Зайдите в храм, взгляните на то, как бездумно, без всякого подлинного чувства, без малейших проблесков понимания смысла сказанных слов повторяют старухи то, что говорит им священник. Как покорно они поминают своих загубленных рабством покойников. Нет, до тех пор, пока забитый, темный, и без того обремененный непосильной ношей земельных долгов русский народ не освободится от этого мертвящего церковного суеверия — проку от всех даров просвещения не будет.
А единовластие, этот наш незыблемый и священный монархический строй! Как много горя, притеснений и слез он уже даровал России, и скольких бедствий еще приходится ожидать от жестокой и безрассудной монаршей воли! Романов, капризный властелин, по прихоти которого мы в любую минуту можем лишиться прав, имущества, самой родины, полагает себя ответственным единственно перед небесным судом, но — кто знает, быть может, плаха, веревка или гильотина ограничат его самодержавие куда вернее, чем невидимые миру высшие силы. Я знаю, что Ваши молодые убеждения, Ваш сентиментальный восторг перед народным духом и его верой в самодержца мешают Вам сделаться окончательным республиканцем, но поверьте мне, старику, видавшему немало страданий, причиненных мыслящему человеку равнодушной властью, — Россия должна быть освобождена от средневекового тирана.
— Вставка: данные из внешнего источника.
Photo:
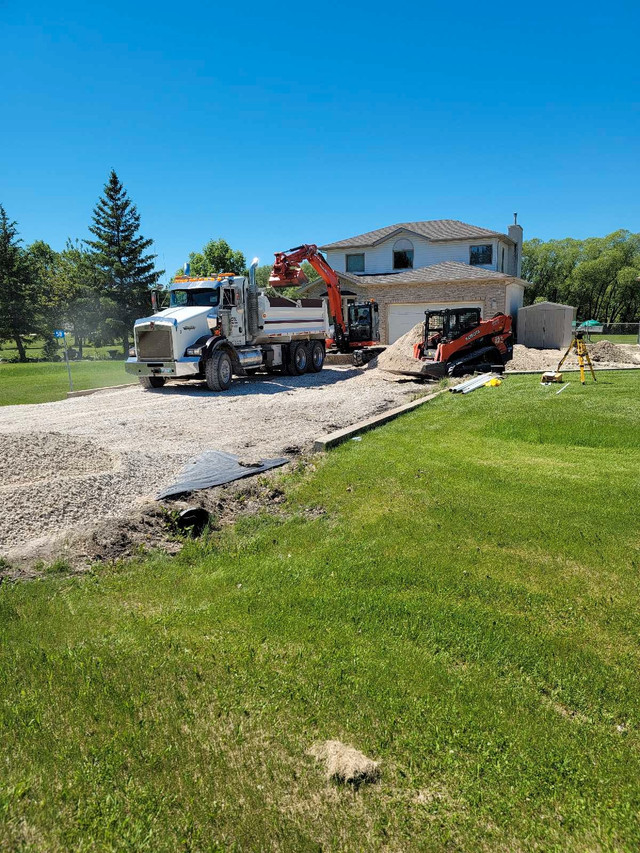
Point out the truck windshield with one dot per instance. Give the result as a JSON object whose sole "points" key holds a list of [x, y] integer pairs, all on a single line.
{"points": [[204, 297]]}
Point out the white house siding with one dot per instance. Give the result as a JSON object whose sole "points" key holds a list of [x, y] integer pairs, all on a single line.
{"points": [[514, 298], [379, 259]]}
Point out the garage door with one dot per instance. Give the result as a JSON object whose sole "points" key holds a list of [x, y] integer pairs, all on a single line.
{"points": [[404, 315]]}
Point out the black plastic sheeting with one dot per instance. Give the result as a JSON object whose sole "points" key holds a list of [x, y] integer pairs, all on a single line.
{"points": [[215, 468]]}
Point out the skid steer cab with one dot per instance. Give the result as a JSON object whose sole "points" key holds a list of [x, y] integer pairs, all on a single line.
{"points": [[458, 341]]}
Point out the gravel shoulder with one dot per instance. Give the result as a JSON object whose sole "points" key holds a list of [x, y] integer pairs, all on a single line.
{"points": [[70, 464]]}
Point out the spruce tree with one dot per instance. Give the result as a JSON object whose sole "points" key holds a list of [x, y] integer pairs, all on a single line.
{"points": [[120, 252]]}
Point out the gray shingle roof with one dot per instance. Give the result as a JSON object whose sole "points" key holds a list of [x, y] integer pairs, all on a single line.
{"points": [[433, 229], [445, 271]]}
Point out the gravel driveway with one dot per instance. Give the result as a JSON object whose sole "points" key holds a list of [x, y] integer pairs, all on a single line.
{"points": [[75, 462]]}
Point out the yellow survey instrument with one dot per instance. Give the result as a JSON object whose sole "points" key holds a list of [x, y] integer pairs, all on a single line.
{"points": [[578, 344]]}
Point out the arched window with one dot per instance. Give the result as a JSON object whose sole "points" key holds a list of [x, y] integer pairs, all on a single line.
{"points": [[403, 254]]}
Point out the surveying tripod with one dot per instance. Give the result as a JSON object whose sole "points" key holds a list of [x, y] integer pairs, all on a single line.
{"points": [[580, 347]]}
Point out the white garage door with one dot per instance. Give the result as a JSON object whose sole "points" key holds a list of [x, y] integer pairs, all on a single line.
{"points": [[404, 315]]}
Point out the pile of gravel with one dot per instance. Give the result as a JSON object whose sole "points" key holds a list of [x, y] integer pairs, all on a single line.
{"points": [[399, 355], [71, 464]]}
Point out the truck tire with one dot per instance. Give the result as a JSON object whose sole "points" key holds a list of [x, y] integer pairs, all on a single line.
{"points": [[150, 382], [218, 371], [298, 359], [316, 359]]}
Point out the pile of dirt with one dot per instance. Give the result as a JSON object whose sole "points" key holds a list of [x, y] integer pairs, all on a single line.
{"points": [[344, 763], [399, 355], [151, 525], [69, 465], [607, 351]]}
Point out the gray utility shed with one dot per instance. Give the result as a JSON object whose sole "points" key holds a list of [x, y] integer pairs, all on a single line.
{"points": [[546, 325]]}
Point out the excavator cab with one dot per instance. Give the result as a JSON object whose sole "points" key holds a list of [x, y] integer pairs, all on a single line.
{"points": [[363, 322]]}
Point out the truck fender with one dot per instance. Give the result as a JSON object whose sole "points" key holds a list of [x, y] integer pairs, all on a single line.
{"points": [[216, 343]]}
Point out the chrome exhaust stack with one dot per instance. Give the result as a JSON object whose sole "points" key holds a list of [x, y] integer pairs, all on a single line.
{"points": [[252, 300]]}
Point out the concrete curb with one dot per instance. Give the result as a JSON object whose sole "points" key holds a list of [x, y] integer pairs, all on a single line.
{"points": [[340, 435], [89, 391], [572, 370]]}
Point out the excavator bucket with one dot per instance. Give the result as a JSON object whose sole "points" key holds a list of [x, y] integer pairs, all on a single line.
{"points": [[286, 274]]}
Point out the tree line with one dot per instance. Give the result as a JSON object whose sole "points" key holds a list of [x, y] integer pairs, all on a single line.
{"points": [[99, 286], [95, 287], [599, 276]]}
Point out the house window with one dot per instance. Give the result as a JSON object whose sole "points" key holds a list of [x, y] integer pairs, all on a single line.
{"points": [[355, 263], [403, 255], [480, 255]]}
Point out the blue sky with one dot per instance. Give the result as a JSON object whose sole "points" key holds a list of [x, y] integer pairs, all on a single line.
{"points": [[276, 124]]}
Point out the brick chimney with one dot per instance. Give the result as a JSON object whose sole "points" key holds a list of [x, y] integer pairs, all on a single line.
{"points": [[515, 232]]}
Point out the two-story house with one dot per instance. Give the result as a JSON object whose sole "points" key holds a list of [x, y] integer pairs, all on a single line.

Но спасение нашего отечества, до сих пор терзаемого волками деспотии, не наступит только лишь вследствие торжества конституционного строя и трезвого, просвещенного атеизма. Нужны и другие, ничуть не менее глубокие перемены.
Я верю, что Вы понимаете меня. Ведь Ваше пылкое сердце, пусть и подверженное влиянию мистических предрассудков, доставшихся Вам от Ваших предшественников, таких же мечтательных славянофилов, все же нетерпимо ко всякой несправедливости, ко всякой неправде, как индивидуальной, так и общественной. Так скажите же мне, допустимо ли вековечное существование высших и низших сословий, государственное разделение своих подданных, позволяющее одним безнаказанно тешиться унижением других? Ответьте же мне, разве возможен в этих неравных условиях так ценимый Вами полезный, очищающий душу труд? Мне бесконечно горько, что Ваше поколение смирилось с произволом и покорно молчит, словно бы и не нуждаясь уже в лучах свободы, но запомните, мой дорогой Мишель, запомните мое пророчество: в тот день, когда любой гражданин России сможет свободно выбрать и правительство, и личную будущность — только в тот день Вы впервые почувствуете себя счастливым дома, а не на чужбине.
Екатерина Александровна часто Вас вспоминает и матерински целует Вас.
∗∗∗
Мишенька, право же, Вы милый, прекраснодушный мальчик, но я не понимаю, как мне реагировать на Ваше странное предложение.